I had previously it normally then I deleted the comment on investigation http://purl.obolibrary.org/obo/OBI_0001898 class from the mirror/obi.owl file, the seed.txt file and the ontology.

Then in the make file I commented out the lines:

#imports/%_import.owl: mirror/%.owl imports/%_terms_combined.txt
#	$(ROBOT) extract -i $< -T imports/$*_terms_combined.txt --method BOT \
		 annotate --ontology-iri $(ONTBASE)/$@ --version-iri $(ONTBASE)/releases/$(TODAY)/$@ --output $@
#.PRECIOUS: imports/%_import.owl

which were importing the latest versions of the https://raw.githubusercontent.com/obi-ontology/obi/v2018-08-27/obi.owl files (which was importing the bad comment on investigation class which was making the build process fail by failing during the ELK reasoning step. All this hacking, allows me to prepare the release which builds the pmo.json file which Matt can use.
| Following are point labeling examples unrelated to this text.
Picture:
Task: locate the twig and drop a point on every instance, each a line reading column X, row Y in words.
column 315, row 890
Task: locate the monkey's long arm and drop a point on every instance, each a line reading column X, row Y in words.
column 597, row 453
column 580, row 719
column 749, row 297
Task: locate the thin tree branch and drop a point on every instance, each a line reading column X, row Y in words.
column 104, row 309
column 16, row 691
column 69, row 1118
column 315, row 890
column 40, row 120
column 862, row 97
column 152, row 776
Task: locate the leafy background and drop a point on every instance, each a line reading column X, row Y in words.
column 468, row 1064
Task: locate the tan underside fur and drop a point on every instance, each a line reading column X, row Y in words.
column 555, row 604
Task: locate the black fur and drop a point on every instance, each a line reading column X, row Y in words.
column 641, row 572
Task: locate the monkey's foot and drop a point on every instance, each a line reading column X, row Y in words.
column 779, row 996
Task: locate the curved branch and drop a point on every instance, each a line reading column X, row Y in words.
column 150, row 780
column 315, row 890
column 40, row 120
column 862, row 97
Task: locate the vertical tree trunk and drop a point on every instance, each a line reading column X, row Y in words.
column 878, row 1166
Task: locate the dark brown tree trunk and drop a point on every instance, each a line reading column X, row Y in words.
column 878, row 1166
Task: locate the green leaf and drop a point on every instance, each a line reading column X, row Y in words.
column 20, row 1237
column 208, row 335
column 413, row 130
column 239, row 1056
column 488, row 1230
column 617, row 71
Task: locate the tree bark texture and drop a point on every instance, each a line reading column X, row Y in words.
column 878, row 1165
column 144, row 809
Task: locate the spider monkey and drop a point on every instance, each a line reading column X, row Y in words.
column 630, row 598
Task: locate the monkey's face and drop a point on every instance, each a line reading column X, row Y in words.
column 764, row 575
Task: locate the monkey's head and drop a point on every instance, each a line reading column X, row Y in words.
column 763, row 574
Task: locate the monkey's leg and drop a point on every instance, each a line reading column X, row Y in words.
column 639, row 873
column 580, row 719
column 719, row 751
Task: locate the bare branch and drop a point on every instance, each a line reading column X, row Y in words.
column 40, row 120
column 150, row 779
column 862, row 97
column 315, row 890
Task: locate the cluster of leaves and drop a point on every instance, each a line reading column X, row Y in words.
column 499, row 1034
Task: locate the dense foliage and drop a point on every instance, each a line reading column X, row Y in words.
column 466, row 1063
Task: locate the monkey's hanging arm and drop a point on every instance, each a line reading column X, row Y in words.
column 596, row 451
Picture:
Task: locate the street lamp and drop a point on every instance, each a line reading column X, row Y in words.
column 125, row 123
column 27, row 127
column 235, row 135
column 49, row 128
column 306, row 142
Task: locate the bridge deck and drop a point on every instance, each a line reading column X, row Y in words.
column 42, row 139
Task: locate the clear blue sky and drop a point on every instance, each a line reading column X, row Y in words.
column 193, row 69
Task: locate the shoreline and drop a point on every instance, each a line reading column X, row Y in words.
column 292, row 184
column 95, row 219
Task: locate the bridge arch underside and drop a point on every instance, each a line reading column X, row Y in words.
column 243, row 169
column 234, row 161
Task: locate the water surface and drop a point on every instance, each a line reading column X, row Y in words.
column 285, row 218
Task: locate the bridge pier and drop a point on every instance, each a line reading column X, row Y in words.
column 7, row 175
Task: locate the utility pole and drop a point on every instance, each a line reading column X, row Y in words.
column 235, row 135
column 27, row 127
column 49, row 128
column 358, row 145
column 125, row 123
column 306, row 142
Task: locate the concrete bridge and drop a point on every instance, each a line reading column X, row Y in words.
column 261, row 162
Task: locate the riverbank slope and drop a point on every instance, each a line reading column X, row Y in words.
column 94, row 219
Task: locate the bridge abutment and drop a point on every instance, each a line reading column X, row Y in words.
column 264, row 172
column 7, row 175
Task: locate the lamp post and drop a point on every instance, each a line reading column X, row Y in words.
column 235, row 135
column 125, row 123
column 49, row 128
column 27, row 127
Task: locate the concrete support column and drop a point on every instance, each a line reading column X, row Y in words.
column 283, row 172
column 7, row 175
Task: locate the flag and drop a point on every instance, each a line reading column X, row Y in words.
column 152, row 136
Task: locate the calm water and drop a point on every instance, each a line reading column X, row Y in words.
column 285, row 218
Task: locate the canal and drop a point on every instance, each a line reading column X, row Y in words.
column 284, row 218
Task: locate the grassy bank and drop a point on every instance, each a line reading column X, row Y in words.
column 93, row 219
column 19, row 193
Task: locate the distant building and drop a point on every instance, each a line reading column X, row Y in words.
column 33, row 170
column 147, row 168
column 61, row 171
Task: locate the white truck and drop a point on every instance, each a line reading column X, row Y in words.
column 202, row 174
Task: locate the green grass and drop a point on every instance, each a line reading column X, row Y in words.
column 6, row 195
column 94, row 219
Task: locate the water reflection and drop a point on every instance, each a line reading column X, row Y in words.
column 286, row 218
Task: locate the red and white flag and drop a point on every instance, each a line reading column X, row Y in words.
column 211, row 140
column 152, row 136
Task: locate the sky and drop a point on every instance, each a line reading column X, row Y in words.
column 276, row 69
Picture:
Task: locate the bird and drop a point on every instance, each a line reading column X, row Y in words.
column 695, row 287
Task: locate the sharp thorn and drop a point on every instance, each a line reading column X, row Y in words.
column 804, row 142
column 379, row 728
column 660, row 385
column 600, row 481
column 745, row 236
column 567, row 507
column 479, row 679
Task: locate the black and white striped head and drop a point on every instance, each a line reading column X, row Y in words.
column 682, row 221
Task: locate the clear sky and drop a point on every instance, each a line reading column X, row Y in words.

Create RDF types for our schema table objects:

runs experiment samples sampling events

Mar.11

https://github.com/jakevdp/PythonDataScienceHandbook

Mar.13

Link my presentation at LBNL

Mar.14

post about owl to json

links to webVOWL trying the OWL2VOWL program.

java -jar owl2vowl.jar -file pmo.owl

getting the error

Exception in thread "main" java.lang.UnsupportedClassVersionError: de/uni_stuttgart/vis/vowl/owl2vowl/ConsoleMain : Unsupported major.minor version 52.0

Got it to work. made util folder to run this and produce the pmo_owl.json for Matt to pull from.

Discussion with Matt: I'm making the schema json objects corresponding to the resource (csv's) in the overall data-packages for each project. Matt's script schema_tsv_to_json.py will take in my Schema TSV from stdin and output a Frictionless Data Table Schema JSON template, which I can use to create the json objects to put into the project's (master overall) datapackage.json file.

For now I need to establish a "final" template for this (one set of proprietary headers) which we'll use to create the json blobs, so that I can edit the files in .tsv format.

headers for schema_tsv_to_json

Here is (for now hopefully) the final version of the headers for the schema_tsv_to_json.py

parameter	rdf type purl label	rdf type purl	pm:searchable	units label	units purl	measurement source purl label	measurement source purl	pm:source category	pm:source url	frictionless type	frictionless format

Protege entity creation preferences:

Entity IRI:

Start with: (choose) Specified IRI: http://purl.obolibrary.org/obo

Followed by: (choose) /

End with: (choose) Auto-generated ID

Entity Label (for use with Auto-generated ID)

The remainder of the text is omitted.